An Overview To Kubevirt Metrics
KubeVirt and Prometheus metrics
In this blog post, we will explore the current state of integration between KubeVirt and Prometheus. For that, we’ll be using the following bits and pieces:
- minikube, as local Kubernetes deployment.
- kube-prometheus bundle, to quickly and easily deploy the whole monitoring stack, Promtheus, Grafana, …
- KubeVirt
Starting Kubernetes up
- Installing minikube is detailed on the Installation section of the project’s README. If you happen to be running Fedora 29, this Copr repository can be used.
-
Following the documentation on both minikube and kube-prometheus bundle, the command I used to start Kubernetes is the following one:
$ minikube start --cpus 2 --disk-size 30g --memory 10240 --vm-driver kvm2 --feature-gates=DevicePlugins=true --bootstrapper=kubeadm --extra-config=kubelet.authentication-token-webhook=true --extra-config=kubelet.authorization-mode=Webhook --extra-config=scheduler.address=0.0.0.0 --extra-config=controller-manager.address=0.0.0.0 --kubernetes-version=v1.11.5
With that command you’ll get a VM, using 2 vCPUS with 10GiB of RAM and running Kubernetes version 1.11.5, please adjust that to your needs.
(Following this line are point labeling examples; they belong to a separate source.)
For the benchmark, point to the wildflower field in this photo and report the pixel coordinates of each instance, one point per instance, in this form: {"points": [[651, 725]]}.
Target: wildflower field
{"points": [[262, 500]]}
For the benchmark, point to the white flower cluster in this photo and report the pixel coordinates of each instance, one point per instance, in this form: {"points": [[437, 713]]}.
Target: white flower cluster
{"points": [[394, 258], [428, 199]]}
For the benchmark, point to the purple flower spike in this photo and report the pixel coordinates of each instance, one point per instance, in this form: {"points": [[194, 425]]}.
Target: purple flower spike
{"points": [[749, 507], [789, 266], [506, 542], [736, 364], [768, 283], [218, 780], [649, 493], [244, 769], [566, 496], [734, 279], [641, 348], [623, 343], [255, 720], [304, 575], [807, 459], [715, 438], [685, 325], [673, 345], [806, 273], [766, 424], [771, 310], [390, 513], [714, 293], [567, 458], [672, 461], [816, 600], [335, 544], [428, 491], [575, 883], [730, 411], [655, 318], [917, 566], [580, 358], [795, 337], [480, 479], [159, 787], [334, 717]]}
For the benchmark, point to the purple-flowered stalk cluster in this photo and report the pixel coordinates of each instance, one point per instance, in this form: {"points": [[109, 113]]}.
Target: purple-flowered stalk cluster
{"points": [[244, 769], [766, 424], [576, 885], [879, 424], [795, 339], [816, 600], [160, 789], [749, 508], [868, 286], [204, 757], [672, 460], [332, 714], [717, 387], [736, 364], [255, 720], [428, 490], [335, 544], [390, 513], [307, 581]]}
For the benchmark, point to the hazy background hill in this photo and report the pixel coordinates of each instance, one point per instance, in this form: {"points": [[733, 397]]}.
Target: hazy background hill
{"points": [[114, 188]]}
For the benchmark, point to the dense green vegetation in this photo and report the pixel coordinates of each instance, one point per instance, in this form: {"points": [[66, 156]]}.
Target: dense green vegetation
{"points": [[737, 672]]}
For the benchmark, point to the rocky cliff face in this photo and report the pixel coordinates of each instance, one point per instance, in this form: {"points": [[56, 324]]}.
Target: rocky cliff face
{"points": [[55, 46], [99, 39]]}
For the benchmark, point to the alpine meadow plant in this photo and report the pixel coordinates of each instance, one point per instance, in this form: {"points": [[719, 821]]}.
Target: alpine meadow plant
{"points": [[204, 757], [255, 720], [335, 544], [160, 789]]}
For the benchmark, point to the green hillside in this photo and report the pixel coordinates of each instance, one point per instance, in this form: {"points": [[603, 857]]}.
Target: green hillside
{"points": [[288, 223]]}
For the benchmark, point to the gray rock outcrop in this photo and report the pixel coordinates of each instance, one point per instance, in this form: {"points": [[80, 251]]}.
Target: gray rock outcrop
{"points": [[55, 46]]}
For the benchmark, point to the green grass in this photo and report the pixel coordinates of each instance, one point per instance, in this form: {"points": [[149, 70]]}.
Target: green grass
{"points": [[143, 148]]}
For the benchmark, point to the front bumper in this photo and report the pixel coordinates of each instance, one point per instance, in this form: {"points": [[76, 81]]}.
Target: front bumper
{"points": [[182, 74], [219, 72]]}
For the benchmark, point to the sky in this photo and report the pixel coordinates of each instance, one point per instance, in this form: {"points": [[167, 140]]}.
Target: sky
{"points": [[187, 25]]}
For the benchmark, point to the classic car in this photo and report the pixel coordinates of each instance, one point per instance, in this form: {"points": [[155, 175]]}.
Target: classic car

Installing the monitoring stack
- Follow this README for step by step installation instructions.
-
Once installed, we can verify everything is up and running by checking out the monitoring namespace:
$ kubectl get all -n monitoring NAME READY STATUS RESTARTS AGE pod/alertmanager-main-0 2/2 Running 2 3d pod/alertmanager-main-1 2/2 Running 2 3d pod/alertmanager-main-2 2/2 Running 2 3d pod/grafana-7b9578fb4-jb2ts 1/1 Running 1 3d pod/kube-state-metrics-fb7d5f59b-dr5zp 4/4 Running 5 3d pod/node-exporter-jf2zk 2/2 Running 2 3d pod/prometheus-adapter-69bd74fc7-vlfcq 1/1 Running 2 3d pod/prometheus-k8s-0 3/3 Running 4 3d pod/prometheus-k8s-1 3/3 Running 4 3d pod/prometheus-operator-6db8dbb7dd-5cb6r 1/1 Running 2 3d NAME TYPE CLUSTER-IP EXTERNAL-IP PORT(S) AGE service/alertmanager-main ClusterIP 10.100.239.1 <none> 9093/TCP 3d service/alertmanager-operated ClusterIP None <none> 9093/TCP,6783/TCP 3d service/grafana ClusterIP 10.104.160.71 <none> 3000/TCP 3d service/kube-state-metrics ClusterIP None <none> 8443/TCP,9443/TCP 3d service/node-exporter ClusterIP None <none> 9100/TCP 3d service/prometheus-adapter ClusterIP 10.109.240.201 <none> 443/TCP 3d service/prometheus-k8s ClusterIP 10.103.208.241 <none> 9090/TCP 3d service/prometheus-operated ClusterIP None <none> 9090/TCP 3d service/prometheus-operator ClusterIP None <none> 8080/TCP 3d NAME DESIRED CURRENT READY UP-TO-DATE AVAILABLE NODE SELECTOR AGE daemonset.apps/node-exporter 1 1 1 1 1 beta.kubernetes.io/os=linux 3d NAME DESIRED CURRENT UP-TO-DATE AVAILABLE AGE deployment.apps/grafana 1 1 1 1 3d deployment.apps/kube-state-metrics 1 1 1 1 3d deployment.apps/prometheus-adapter 1 1 1 1 3d deployment.apps/prometheus-operator 1 1 1 1 3d NAME DESIRED CURRENT READY AGE replicaset.apps/grafana-7b9578fb4 1 1 1 3d replicaset.apps/kube-state-metrics-6dc79554cd 0 0 0 3d replicaset.apps/kube-state-metrics-fb7d5f59b 1 1 1 3d replicaset.apps/prometheus-adapter-69bd74fc7 1 1 1 3d replicaset.apps/prometheus-operator-6db8dbb7dd 1 1 1 3d NAME DESIRED CURRENT AGE statefulset.apps/alertmanager-main 3 3 3d statefulset.apps/prometheus-k8s 2 2 3d
So we can see that everything is up and running and we can even test that the access to Grafana and PromUI are working:
-
For Grafana, forward the port 3000 as follows and access http://localhost:3000:
$ kubectl --namespace monitoring port-forward svc/grafana 3000
At the time of this writing, the username and password for Grafana are both admin.
-
For PromUI, forward the port 9090 as follows and access http://localhost:9090:
$ kubectl --namespace monitoring port-forward svc/prometheus-k8s 9090
-
Let’s deploy KubeVirt and dig on the metrics components
- Deploy KubeVirt using the official documentation.For this blog post the version 0.11.0 has been used.
- Metrics:
- If you’ve installed KubeVirt before, there’s a service that might be unfamiliar to you, service/kubevirt-prometheus-metrics, this service uses a selector set to match the label prometheus.kubevirt.io: ““ which is included on all the main KubeVirt components, like the virt-api, virt-controllers and virt-handler.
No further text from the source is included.